🤖 AI Summary
This paper studies the convex hull reconstruction problem for imprecise point sets in the plane, where each point is represented by a region; the objective is to minimize the number of region queries while efficiently determining the cyclic order of convex hull vertices. We propose the first algorithm that simultaneously achieves query optimality and time efficiency: it performs exactly $r(F,P)$ queries—matching the instance-specific lower bound—and runs in $O(r log^3 n)$ time. Our approach integrates geometric divide-and-conquer, interval trees, and dynamic convex hull maintenance, supporting general region models including polygons, simple $k$-gons, and disjoint disks with bounded radii. Crucially, even under arbitrary region overlap, the algorithm retains $O(r log^3 n)$ runtime and $O(r)$ query complexity. Compared to prior work, per-query processing time improves from polynomial to quasi-logarithmic, and the total number of queries significantly outperforms existing near-linear-time algorithms.
📝 Abstract
Imprecise measurements of a point set P = (p1, ..., pn) can be modelled by a family of regions F = (R1, ..., Rn), where each imprecise region Ri contains a unique point pi. A retrieval models an accurate measurement by replacing an imprecise region Ri with its corresponding point pi. We construct the convex hull of an imprecise point set in the plane, where regions in F may be retrieved at unit cost. The goal is to determine the cyclic ordering of the convex hull vertices of P as efficiently as possible. Here, efficiency is interpreted in two ways: (i) minimising the number of retrievals, and (ii) computing each retrieval location quickly. Prior works focused on only one of these two aspects: either minimising retrievals or optimising algorithmic runtime.

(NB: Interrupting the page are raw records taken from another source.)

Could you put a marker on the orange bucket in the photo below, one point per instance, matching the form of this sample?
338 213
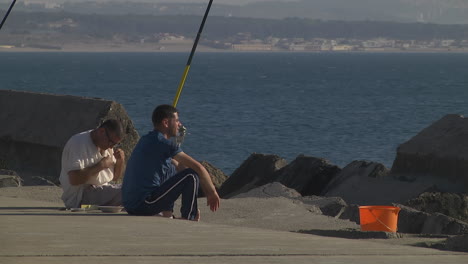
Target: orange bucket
379 218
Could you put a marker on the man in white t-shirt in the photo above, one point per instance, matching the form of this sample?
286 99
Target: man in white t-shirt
89 163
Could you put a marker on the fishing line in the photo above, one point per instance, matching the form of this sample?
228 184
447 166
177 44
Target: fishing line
8 12
194 47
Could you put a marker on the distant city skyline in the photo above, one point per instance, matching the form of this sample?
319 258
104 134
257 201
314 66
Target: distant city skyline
403 11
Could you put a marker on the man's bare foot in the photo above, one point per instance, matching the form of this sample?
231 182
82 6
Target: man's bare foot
197 217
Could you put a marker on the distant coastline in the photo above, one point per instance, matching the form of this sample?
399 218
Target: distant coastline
186 48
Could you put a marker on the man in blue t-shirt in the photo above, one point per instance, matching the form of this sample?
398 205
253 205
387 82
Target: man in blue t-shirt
158 172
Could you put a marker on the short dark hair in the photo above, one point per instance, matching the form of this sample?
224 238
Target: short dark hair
114 126
163 111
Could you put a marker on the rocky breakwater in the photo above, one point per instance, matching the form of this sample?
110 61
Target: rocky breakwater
35 127
428 181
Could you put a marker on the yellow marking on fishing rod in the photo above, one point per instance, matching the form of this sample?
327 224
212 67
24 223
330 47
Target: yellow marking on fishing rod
181 86
194 47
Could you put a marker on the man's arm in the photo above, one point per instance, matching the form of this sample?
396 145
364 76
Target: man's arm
78 177
119 167
212 197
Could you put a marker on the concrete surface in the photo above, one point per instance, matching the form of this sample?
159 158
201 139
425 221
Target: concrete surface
36 231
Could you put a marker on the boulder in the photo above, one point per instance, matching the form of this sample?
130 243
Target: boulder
358 168
330 206
38 181
450 204
10 181
307 175
217 176
367 183
457 243
440 150
257 170
410 220
274 189
9 178
32 136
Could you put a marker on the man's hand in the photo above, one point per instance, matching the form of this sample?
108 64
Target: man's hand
106 162
213 201
119 154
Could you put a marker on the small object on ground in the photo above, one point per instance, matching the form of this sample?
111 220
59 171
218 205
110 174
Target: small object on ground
77 209
89 207
110 209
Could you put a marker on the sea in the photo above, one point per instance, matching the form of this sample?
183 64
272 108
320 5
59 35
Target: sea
337 106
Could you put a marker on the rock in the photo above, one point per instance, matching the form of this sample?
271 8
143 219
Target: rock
440 150
357 184
256 171
442 224
410 220
450 204
217 176
457 243
269 190
10 181
38 181
9 178
307 175
32 137
331 206
357 169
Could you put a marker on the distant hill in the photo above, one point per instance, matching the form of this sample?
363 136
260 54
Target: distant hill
427 11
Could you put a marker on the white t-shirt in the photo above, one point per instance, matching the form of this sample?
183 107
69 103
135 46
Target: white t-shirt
79 153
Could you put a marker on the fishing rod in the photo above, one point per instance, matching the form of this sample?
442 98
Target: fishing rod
8 12
194 47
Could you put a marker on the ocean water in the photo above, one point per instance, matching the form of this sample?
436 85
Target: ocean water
337 106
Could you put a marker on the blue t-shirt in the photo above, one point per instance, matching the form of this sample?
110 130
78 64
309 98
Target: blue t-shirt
148 167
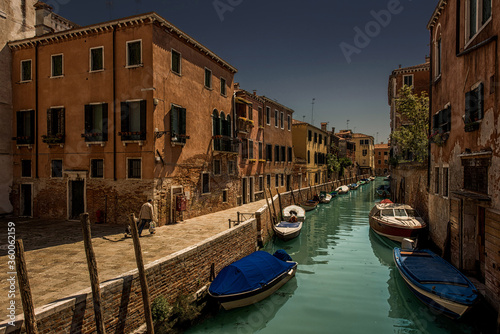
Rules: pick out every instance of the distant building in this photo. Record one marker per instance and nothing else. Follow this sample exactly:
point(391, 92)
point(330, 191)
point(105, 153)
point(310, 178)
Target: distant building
point(414, 76)
point(111, 114)
point(464, 199)
point(381, 159)
point(365, 153)
point(18, 19)
point(310, 147)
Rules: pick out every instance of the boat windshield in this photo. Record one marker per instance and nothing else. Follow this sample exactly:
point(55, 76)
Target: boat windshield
point(400, 212)
point(412, 213)
point(388, 213)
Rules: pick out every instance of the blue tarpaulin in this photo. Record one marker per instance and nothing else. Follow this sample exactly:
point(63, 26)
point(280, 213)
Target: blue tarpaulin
point(249, 273)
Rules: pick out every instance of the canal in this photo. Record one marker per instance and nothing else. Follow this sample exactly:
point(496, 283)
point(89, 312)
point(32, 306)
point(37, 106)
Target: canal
point(346, 283)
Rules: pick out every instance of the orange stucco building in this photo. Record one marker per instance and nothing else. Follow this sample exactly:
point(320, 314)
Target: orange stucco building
point(114, 113)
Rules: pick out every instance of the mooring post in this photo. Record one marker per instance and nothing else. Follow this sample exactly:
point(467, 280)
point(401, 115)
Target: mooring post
point(94, 277)
point(24, 287)
point(142, 276)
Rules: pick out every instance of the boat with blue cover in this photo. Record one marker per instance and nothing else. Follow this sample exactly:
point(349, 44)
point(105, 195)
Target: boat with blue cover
point(436, 282)
point(252, 279)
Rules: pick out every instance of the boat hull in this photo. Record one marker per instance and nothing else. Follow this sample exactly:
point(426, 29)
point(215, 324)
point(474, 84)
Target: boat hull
point(396, 233)
point(229, 302)
point(287, 233)
point(433, 298)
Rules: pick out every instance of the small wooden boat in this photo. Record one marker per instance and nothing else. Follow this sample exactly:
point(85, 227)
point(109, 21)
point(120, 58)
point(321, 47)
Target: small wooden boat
point(324, 197)
point(436, 282)
point(251, 279)
point(353, 186)
point(291, 225)
point(383, 190)
point(396, 221)
point(342, 190)
point(309, 205)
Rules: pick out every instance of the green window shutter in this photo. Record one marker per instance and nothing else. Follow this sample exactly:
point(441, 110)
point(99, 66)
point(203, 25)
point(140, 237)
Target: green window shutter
point(61, 125)
point(143, 126)
point(105, 122)
point(480, 101)
point(125, 115)
point(174, 121)
point(88, 119)
point(49, 122)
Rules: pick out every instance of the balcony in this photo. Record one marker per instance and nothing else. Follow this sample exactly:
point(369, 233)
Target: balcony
point(226, 144)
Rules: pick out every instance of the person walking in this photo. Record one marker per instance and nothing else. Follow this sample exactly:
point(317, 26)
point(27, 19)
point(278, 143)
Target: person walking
point(146, 216)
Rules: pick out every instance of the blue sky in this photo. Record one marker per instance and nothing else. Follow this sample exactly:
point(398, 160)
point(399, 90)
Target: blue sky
point(340, 53)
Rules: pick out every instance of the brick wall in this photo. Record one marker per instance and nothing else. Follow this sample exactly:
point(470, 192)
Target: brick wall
point(181, 273)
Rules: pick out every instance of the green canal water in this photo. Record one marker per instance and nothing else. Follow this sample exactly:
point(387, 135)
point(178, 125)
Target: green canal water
point(346, 283)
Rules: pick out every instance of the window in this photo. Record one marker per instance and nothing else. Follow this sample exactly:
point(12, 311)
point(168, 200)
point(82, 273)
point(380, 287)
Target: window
point(205, 183)
point(56, 168)
point(96, 122)
point(217, 168)
point(55, 123)
point(476, 175)
point(474, 107)
point(25, 127)
point(25, 168)
point(97, 168)
point(57, 65)
point(97, 59)
point(408, 80)
point(479, 12)
point(231, 166)
point(436, 180)
point(208, 78)
point(134, 53)
point(178, 124)
point(441, 121)
point(250, 149)
point(133, 120)
point(445, 182)
point(134, 168)
point(176, 62)
point(269, 152)
point(223, 86)
point(25, 70)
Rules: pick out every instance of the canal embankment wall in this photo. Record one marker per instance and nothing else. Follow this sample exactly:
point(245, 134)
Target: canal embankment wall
point(186, 273)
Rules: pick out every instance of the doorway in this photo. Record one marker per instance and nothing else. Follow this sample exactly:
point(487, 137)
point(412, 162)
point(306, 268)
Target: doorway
point(76, 198)
point(26, 207)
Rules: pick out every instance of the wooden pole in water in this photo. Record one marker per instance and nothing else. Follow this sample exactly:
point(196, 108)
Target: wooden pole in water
point(24, 287)
point(142, 276)
point(94, 276)
point(279, 201)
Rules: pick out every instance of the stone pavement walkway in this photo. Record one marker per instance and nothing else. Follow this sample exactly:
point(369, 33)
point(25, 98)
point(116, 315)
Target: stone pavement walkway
point(55, 255)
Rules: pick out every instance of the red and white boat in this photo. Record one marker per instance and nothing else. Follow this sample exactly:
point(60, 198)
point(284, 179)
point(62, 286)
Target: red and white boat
point(396, 221)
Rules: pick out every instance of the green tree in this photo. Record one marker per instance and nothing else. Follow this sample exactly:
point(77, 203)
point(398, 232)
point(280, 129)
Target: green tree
point(411, 136)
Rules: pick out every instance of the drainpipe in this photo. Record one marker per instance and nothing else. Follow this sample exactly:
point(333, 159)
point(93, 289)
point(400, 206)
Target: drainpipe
point(114, 104)
point(36, 110)
point(430, 112)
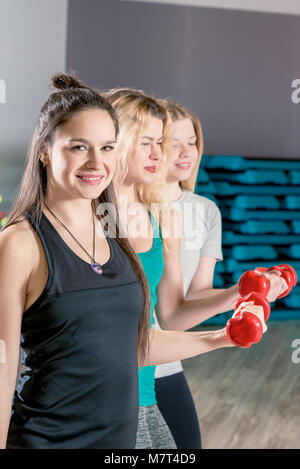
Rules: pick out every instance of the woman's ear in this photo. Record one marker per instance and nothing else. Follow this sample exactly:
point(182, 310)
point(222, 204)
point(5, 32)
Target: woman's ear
point(44, 158)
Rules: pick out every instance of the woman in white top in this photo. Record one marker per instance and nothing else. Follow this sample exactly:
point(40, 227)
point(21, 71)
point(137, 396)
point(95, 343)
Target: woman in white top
point(200, 250)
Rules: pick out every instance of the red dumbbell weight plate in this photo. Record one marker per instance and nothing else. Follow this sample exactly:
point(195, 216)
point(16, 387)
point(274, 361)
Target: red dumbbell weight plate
point(244, 330)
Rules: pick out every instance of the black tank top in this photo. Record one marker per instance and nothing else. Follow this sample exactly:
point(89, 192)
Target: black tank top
point(79, 342)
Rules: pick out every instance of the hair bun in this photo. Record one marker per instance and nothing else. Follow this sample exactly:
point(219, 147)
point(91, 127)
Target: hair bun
point(65, 82)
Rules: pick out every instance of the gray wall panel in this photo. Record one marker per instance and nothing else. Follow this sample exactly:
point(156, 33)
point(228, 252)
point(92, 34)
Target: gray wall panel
point(233, 68)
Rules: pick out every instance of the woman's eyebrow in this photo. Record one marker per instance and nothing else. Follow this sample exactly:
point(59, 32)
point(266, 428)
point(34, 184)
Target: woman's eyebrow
point(83, 140)
point(150, 138)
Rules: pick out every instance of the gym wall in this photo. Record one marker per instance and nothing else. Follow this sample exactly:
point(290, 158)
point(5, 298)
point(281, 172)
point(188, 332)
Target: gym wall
point(32, 48)
point(233, 68)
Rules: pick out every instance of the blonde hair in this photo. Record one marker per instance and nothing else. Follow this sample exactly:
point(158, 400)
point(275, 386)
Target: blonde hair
point(133, 108)
point(178, 112)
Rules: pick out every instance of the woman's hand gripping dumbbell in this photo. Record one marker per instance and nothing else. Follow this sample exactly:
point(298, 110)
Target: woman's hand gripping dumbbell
point(248, 322)
point(275, 282)
point(252, 311)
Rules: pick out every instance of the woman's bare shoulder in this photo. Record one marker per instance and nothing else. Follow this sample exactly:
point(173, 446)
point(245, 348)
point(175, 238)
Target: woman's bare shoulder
point(18, 239)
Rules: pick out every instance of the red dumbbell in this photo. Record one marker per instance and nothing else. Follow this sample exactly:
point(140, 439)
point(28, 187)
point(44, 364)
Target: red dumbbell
point(253, 280)
point(245, 327)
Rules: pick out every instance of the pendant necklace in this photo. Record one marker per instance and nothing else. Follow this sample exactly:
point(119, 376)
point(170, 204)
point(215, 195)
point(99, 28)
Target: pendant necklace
point(95, 266)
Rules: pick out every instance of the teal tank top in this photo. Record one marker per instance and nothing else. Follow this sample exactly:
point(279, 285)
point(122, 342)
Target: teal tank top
point(153, 265)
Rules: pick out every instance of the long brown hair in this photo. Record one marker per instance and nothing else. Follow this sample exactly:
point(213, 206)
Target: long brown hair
point(178, 112)
point(73, 97)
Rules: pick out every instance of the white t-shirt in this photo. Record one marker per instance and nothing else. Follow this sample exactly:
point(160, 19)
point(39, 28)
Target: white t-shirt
point(202, 237)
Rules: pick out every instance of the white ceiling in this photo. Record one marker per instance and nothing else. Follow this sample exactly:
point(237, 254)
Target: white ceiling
point(291, 7)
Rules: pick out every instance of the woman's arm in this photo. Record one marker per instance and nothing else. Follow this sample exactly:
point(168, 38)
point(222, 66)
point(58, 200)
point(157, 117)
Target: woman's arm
point(168, 346)
point(15, 269)
point(202, 301)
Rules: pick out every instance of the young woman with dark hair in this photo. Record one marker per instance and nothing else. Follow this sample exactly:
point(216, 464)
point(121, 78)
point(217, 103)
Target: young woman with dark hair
point(76, 296)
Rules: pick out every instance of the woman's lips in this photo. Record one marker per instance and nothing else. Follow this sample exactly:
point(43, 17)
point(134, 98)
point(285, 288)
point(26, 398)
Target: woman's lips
point(151, 169)
point(184, 165)
point(91, 180)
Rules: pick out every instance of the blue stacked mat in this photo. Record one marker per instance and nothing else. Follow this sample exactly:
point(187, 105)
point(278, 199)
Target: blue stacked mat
point(259, 200)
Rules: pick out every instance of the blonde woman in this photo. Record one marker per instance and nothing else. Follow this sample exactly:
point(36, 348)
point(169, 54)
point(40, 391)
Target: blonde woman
point(143, 147)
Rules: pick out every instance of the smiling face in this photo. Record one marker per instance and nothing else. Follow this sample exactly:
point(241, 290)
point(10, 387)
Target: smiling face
point(146, 153)
point(82, 156)
point(185, 152)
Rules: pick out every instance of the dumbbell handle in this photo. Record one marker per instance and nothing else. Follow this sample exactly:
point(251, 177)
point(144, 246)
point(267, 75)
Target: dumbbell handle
point(253, 280)
point(246, 326)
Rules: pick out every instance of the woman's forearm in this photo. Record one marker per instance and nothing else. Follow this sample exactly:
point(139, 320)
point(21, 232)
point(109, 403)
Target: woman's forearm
point(168, 346)
point(191, 312)
point(7, 388)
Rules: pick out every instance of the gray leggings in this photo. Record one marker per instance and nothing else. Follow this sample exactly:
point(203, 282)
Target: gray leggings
point(153, 432)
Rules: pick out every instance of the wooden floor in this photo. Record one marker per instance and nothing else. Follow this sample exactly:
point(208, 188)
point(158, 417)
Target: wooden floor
point(249, 398)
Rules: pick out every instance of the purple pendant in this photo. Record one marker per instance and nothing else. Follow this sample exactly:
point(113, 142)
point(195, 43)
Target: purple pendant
point(97, 268)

Our contribution is the first to simultaneously achieve both. Let r(F, P) denote the minimal number of retrievals required by any algorithm to determine the convex hull of P for a given instance (F, P). For a family F of n constant-complexity polygons, our main result is a reconstruction algorithm that performs O(r(F, P)) retrievals in O(r(F, P) log^3 n) time. Compared to previous approaches that achieve optimal retrieval counts, we improve the runtime per retrieval by a exponential factor, from polynomial to polylogarithmic. Compared to near-linear time algorithms, we significantly reduce the number of retrievals used, and broaden the input families to include overlapping regions. We further extend our results to simple k-gons and to pairwise disjoint disks with radii in [1,k], where our runtime scales linearly with k.